Not at all. I’m personally a huge fan of doing something every day to keep moving the story forward, but as we think about human development, it’s important to do so with an updated understanding of our imperfect nature and the many challenges of daily living.

Because sometimes we show up to do our work and don’t make progress for shit. Sometimes we sit down for hours and don’t advance the ball downfield one iota. Sometimes we take two steps back from where we started, and it feels like the opposite of progress.

And that’s okay. What matters is the practice.

My yoga teacher used to say that it’s about the commitment to seeking what is fresh, spontaneous and interesting in the same place we looked for it yesterday. We don’t have to put all this pressure on ourselves to be better than we used to be. Showing up for today is enough.

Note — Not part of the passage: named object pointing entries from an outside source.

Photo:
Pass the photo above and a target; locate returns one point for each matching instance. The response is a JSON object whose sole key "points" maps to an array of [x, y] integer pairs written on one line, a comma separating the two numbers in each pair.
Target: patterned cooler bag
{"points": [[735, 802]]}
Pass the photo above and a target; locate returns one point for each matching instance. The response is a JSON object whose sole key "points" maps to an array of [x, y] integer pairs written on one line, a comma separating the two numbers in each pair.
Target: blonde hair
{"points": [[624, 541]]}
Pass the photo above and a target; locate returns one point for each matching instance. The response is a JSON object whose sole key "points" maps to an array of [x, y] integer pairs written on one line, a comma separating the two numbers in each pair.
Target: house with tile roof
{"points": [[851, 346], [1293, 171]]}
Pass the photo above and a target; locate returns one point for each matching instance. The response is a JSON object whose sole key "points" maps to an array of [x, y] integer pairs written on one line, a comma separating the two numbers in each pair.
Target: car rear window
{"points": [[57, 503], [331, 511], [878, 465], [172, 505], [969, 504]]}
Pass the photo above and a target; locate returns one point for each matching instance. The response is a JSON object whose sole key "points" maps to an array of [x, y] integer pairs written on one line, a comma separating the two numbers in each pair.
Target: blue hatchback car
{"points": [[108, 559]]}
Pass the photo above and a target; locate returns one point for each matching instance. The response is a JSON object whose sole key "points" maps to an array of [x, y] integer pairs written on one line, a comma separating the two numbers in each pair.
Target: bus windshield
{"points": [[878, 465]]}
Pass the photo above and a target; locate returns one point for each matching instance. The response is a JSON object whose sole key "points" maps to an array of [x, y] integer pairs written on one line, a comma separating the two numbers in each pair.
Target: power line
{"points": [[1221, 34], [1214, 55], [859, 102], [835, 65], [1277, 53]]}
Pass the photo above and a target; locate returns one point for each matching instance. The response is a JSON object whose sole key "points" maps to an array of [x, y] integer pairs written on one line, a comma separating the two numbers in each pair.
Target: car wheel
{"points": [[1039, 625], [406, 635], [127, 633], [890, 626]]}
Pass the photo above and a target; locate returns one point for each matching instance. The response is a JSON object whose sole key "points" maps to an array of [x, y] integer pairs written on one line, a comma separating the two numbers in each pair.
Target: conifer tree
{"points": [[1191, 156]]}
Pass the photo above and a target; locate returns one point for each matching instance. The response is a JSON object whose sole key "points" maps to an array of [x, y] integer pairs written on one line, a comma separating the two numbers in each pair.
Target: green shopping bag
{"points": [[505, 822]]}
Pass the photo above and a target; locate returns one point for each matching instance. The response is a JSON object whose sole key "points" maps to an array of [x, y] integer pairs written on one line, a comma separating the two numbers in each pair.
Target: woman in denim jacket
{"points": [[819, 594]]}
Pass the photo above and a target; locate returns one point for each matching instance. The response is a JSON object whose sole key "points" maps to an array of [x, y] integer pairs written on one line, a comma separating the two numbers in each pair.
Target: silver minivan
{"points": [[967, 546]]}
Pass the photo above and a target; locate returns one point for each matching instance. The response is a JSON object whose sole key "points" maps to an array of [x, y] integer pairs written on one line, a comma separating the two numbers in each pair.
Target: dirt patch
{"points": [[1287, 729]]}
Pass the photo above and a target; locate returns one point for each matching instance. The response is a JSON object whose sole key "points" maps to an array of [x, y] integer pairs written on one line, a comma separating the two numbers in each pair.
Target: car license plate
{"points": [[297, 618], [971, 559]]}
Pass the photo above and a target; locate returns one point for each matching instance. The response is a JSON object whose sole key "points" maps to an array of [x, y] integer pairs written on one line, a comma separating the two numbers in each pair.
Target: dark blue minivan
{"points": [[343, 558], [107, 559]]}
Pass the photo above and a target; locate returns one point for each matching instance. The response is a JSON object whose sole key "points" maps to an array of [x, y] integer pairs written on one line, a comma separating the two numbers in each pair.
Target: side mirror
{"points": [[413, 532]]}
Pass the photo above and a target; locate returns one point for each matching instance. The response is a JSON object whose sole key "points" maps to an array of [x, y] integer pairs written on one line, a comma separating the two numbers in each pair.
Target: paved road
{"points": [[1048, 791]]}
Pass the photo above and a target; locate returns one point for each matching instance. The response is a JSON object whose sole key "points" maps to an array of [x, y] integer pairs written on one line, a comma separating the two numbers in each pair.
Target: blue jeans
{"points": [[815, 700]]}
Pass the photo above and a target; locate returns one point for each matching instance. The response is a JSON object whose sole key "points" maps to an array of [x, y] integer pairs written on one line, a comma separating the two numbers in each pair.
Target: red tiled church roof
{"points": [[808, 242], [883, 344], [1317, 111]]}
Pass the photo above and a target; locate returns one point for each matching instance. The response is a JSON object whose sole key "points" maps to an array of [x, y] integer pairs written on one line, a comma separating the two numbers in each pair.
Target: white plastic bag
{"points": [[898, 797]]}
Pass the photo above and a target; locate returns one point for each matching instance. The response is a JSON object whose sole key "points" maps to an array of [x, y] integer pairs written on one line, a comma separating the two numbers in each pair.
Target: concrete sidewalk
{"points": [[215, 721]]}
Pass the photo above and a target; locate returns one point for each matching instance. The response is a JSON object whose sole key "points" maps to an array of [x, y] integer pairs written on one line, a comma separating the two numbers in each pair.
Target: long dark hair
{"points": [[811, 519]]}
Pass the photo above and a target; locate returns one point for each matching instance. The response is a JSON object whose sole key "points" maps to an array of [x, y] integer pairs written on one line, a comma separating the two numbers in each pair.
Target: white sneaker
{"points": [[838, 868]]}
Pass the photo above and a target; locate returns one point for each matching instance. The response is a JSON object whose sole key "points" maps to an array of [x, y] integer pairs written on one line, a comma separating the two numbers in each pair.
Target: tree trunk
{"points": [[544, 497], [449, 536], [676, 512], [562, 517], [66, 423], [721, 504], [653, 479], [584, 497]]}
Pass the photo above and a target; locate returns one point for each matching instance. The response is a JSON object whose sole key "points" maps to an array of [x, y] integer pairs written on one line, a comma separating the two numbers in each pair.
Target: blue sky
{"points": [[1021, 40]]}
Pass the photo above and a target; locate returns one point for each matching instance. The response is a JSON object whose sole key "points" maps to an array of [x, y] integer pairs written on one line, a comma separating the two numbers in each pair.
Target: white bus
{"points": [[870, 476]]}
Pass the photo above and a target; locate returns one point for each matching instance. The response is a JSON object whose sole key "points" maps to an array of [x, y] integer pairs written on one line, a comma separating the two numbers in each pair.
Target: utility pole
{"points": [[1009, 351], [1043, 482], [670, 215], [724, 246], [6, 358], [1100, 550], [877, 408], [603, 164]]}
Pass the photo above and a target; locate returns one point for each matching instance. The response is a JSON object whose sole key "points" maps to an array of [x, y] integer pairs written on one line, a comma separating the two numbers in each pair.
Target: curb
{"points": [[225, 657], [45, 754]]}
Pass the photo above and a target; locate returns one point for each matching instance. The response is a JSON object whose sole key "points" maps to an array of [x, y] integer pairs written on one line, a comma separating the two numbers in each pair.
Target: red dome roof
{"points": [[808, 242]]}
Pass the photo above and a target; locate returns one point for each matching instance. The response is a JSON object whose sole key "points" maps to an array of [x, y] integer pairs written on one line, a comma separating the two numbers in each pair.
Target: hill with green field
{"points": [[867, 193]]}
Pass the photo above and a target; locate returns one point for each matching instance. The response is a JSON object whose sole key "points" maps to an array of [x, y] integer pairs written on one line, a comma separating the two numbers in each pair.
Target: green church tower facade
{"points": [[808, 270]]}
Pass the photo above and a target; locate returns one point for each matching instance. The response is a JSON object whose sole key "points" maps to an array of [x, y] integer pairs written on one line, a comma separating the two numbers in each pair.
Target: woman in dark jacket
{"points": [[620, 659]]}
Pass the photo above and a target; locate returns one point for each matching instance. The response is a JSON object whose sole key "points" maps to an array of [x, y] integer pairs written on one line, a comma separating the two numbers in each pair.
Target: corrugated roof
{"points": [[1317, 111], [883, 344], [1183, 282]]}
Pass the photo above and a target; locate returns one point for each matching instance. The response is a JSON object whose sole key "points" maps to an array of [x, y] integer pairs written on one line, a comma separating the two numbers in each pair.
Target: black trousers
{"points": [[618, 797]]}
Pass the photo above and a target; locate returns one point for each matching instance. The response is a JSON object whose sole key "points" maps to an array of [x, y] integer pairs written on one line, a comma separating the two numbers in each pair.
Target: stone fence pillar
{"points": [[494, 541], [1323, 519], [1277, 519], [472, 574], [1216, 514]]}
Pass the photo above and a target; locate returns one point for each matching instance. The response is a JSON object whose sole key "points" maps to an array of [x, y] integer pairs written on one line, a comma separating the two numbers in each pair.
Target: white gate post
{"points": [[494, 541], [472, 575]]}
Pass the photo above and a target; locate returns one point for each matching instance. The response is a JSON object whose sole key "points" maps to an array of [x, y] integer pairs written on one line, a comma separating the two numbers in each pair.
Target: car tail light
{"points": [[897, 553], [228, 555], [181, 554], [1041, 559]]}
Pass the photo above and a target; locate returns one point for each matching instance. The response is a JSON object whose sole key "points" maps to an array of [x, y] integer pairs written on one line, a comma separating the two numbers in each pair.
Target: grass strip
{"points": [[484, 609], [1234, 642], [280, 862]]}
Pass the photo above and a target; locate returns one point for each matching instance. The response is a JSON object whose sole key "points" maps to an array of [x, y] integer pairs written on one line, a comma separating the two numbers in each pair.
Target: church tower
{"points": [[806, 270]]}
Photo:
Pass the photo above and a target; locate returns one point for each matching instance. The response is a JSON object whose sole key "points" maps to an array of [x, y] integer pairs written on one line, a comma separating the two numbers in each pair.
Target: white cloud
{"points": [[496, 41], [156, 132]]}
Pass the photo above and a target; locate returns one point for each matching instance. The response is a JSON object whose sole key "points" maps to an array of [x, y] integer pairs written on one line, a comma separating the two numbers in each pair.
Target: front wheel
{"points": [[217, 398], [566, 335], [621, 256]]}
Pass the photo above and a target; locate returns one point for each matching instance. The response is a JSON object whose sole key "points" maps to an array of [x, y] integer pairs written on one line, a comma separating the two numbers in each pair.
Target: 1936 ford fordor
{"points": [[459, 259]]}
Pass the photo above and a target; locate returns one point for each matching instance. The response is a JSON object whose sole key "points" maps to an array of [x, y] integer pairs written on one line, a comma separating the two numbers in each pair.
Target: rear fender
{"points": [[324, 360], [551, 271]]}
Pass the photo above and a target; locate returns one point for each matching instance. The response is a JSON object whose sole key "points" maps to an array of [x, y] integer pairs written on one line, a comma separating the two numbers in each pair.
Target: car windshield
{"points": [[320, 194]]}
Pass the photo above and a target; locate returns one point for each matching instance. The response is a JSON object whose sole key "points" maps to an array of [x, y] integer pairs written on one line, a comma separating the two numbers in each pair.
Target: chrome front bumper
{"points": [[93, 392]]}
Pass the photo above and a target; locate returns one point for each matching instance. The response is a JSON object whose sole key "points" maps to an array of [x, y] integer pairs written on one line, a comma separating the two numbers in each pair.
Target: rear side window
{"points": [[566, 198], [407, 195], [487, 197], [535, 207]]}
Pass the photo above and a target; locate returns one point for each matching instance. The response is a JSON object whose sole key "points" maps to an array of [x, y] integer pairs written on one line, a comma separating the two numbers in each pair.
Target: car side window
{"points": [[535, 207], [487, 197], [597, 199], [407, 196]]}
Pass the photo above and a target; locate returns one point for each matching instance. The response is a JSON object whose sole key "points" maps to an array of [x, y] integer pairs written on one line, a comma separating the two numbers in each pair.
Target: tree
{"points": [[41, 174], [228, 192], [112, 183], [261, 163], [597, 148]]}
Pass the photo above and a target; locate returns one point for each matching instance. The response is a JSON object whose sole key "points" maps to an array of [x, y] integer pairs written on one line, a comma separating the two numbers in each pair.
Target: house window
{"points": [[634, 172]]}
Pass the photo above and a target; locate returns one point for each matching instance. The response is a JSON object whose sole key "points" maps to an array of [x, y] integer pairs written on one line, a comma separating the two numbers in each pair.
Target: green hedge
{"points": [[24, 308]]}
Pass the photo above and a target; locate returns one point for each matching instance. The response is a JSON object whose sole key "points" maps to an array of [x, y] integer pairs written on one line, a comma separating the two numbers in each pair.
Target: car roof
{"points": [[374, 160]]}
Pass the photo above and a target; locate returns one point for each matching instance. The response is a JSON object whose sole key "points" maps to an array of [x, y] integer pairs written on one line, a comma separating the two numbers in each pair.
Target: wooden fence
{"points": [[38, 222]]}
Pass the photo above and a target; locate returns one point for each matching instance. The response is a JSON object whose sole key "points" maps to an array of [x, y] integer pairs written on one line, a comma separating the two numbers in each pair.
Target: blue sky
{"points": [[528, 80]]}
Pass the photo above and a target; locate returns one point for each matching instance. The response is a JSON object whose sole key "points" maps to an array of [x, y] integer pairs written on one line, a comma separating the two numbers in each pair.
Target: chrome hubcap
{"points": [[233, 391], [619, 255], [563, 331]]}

Maybe we make progress, maybe we don’t. But there is no reason to berate ourselves just because we didn’t advance.

The tricky part is, it’s very difficult to make the case for practice over progress in our highly results oriented culture.

Because most of us are evaluated against our outcomes. We are measured against the preconceptions of what we think should be happening or not happening.

But lest we forget, nobody actually knows anything. Everybody’s just guessing. About everything.

And so, who’s to say what progress even means?

Basecamp, the software company that has been profitable from their first day in business, writes about this philosophy in their book:

Our goal is no goals. It would be disingenuous for us to pretend we care about a number we just made up. Let’s face it, goals are fake. Nearly all of them are artificial targets set for the sake of setting targets. They’re made up numbers that function as a source of unnecessary stress until they’re either achieved or abandoned. And when that happens, you’re supposed to pick new ones and start stressing again.

Think about which of these ideas you focus on. Perfection, progress or practice?

And here’s the secret. The first one is utterly impossible. The second one is occasionally improbable. Which leaves us with the third, practice, which is always attainable.

We can still show up no matter what.

In my thirty years of songwriting, there have been countless composing sessions where I sat down to play my guitar, and after thirty minutes, not a goddamn thing happened.

Oh sure, there was a barrage of notes coming off my strings, but nothing worth recording. In short, there was zero progress.

But it took me years to realize that that didn’t make my session a failure. It wasn’t good, it wasn’t bad, it just was.

That’s the reality of the creative experience. It will crack on regardless of the preconceptions and expectations we have about what we think should be happening.

All we can control is the story we tell ourselves about the journey.

What happens when progress doesn’t happen?